All’inizio degli anni Settanta fu fondato il Viitorul Scornicești che scalò velocemente le serie minori, guidato da Bărbulescu e dal già citato Dragomir. Gli appoggi arbitrali furono evidenti, ma in certi casi si agì senza il minimo scrupolo come in occasione della partita decisiva per salire in seconda divisione nel 1978. Fu uno scontro a distanza contro il Flacăra di Postelnicu. L’Olt Scornicești aveva bisogno di vincere e di farlo in maniera larga, in modo da poter sopravanzare i rivali per differenza reti. Le partite si giocavano in contemporanea, quindi a quei tempi non era semplice conoscere il risultato dell’altra gara. Ma a questo punto entrò in scena il “genio” di Dragomir. La squadra ospite era già retrocessa e non aveva nessun interesse a giocare, per questo i dirigenti di casa presero 11 ragazzi di Scornicești che niente avevano a che fare con il calcio e li fecero giocare al posto degli ospiti. Inoltre disposero una macchina ogni 30 chilometri lungo la strada fra i due campi sportivi, in modo che, con una specie di telefono senza fili, il risultato della partita del Flacăra venisse riportato ai dirigenti dello Scornicești.

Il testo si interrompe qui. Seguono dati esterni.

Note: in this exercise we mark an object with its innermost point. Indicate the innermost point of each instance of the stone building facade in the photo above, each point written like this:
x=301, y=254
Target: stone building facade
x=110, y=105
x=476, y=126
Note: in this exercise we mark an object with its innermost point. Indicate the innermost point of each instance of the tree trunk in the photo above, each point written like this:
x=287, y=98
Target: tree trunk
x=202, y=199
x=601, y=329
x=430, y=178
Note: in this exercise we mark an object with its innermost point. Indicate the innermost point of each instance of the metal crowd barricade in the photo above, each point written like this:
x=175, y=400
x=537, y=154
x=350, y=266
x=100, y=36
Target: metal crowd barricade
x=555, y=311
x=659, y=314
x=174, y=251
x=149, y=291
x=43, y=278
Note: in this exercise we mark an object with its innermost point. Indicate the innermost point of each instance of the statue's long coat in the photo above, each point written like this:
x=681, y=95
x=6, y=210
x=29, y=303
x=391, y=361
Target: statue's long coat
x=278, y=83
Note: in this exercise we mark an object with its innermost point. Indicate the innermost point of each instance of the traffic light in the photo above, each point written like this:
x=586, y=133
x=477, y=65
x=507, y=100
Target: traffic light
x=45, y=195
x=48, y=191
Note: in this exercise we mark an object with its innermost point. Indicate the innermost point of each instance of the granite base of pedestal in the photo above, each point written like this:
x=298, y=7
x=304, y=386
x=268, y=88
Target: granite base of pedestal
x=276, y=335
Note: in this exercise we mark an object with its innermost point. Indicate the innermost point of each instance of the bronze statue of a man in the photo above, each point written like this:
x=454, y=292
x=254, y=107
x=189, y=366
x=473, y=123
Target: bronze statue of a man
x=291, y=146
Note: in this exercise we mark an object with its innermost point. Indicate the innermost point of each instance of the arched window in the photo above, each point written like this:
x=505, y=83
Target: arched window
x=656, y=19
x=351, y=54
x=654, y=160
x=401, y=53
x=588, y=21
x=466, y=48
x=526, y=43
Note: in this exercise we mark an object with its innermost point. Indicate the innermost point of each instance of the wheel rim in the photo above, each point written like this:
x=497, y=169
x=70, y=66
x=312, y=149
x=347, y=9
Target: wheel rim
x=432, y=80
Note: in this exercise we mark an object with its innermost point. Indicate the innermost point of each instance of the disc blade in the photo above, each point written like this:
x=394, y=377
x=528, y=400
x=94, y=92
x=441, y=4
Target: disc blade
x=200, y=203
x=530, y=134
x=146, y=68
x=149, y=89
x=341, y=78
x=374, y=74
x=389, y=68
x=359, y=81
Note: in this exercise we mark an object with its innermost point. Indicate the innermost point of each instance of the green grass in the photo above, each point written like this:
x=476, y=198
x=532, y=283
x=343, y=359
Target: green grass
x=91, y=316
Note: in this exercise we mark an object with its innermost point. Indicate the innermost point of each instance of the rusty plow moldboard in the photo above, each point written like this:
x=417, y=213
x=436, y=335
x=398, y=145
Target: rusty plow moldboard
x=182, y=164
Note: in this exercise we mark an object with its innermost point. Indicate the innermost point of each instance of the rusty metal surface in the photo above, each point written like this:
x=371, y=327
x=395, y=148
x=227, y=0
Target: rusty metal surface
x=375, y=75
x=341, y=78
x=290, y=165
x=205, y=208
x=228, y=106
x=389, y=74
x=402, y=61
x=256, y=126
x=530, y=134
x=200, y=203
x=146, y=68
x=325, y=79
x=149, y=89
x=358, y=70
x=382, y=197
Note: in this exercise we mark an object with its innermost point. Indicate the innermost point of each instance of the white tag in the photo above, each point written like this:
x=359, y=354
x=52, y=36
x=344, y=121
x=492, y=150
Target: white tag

Il primo tempo si concluse 2-0 per gli uomini di Bărbulescu, ma da Moreni arrivò una voce incredibile. Il Flacăra stava vincendo 9 a 1. Immediatamente la partita prese un’altra piega e nel giro di poco tempo il risultato fu di 18-0, con quattro autogol dei falsi difensori dello Slatina. I giocatori stavano per andare sotto la doccia, ma la farsa non poteva ancora finire. Fu messo in piedi una specie di tempo ad oltranza nel caso in cui da Moreni fossero arrivate notizie negative. La partita finì solo quando si fu sicuri del risultato acquisito. A Moreni la partita era finita soltanto 2-1, un informatore si era confuso, sbagliando di grosso il risultato.
L’anno successivo arrivò anche la promozione in prima divisione, che fu salutata nel 1982 dall’inizio dei lavori per il nuovo stadio. La squadra di Scornicești, che nel frattempo era diventata Olt Scornicești, non poteva giocare in un piccolo impianto. Ma come già in passato, Bărbulescu esagerò, progettando uno stadio da 30mila posti. Non ci sarebbe niente di male, se non fosse che la città aveva poco più di 10mila abitanti. Gli anni Ottanta furono spesi saldamente in Divisia A, sfiorando più volte la qualificazione europea. Nel 1988 arrivò l’inaugurazione dello stadio, ma ormai il tempo della squadra era segnato. Nel 1990 l’Olt arrivò ultima in campionato e venne sciolta. Destino simile alla città che, come riportato da Internazionale in un reportage su Scornicești a firma Daniele Ongaro: “tutti cominciarono a smantellare e portarsi a casa pezzi di aziende pubbliche, chi un trattore, chi una porta, chi un maiale. […] La ribellione ai Ceauşescu, da queste parti, aveva preso la forma della distruzione assoluta”.